Lo
hice al revés. Debería haber empezado por youtube: en un fragmento del “A fondo”
que le dedica Joaquín Soler-Serrano, Mercè Rodoreda no para de reírse ante las
engoladas preguntas de su entrevistador, ese busto romano vestido de Cortefiel.
Esas carcajadas me ayudaron a entender en su justa medida la espléndida novela
de la autora catalana que acababa de leer con arrebatada delectación. “La Plaza
del Diamante” es un prodigio de sencillez de tal calibre que, por lo menos a
mí, me dejó tan maravillado como caviloso: hum, tiene que haber truco.
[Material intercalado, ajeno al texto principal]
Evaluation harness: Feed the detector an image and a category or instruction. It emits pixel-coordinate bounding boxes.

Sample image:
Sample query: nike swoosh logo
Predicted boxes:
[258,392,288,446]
Y fue la
carcajada que la Rodoreda se echa ante las alambicadas disquisiciones del
presentador lo que me dio el tono, la clave: eso es, creo que dije. El monólogo
de Colometa es vida en estado puro, contada con una sencillez desarmante
(sencillez trabajadísima, como no podría ser de otra forma), gracias a una voz que
nos pasea por los años centrales del convulso siglo XX español, del que
Barcelona es (con sus peculiaridades históricas) ajustado resumen. Una
literatura sin sobresaltos, sin aspavientos, pura cadencia natural, como la que
se oye cuando uno se sienta en el autobús y deja los oídos libres a la captura
de historias, de amores, de quejas, de alegrías. Colometa no pierde vuelo
nunca, es uno de esos personajes más grandes que la vida que absorbe desgracias
sin avinagrarse y gozos sin envanecerse. Y no es que le falten elementos
dramáticos a la novela: el periodo de la guerra está contado con nervio, pero
sin rebajarse nunca al patetismo fácil, sin ensañarse con los sublevados ni
idealizar a los republicanos. ¿Cómo lo habrá conseguido?, me devanaba yo tras
llegar al final, ¿cómo habrá evitado la tentación, tan justificable, de
recrearse en el dolor? Cuando vi a la autora despiporrándose de risa frente a
Soler-Serrano y su prosa de guardarropía lo entendí todo: solo las personas melancólicamente
alegres pueden aspirar a ser sabias. La Rodoreda supo verlo, y su Colometa
también. Y todos los que nos adentramos a echarnos un bailecito en la Plaza del
Diamante sentimos que se nos ha espolvoreado con una pizca de esa gracia.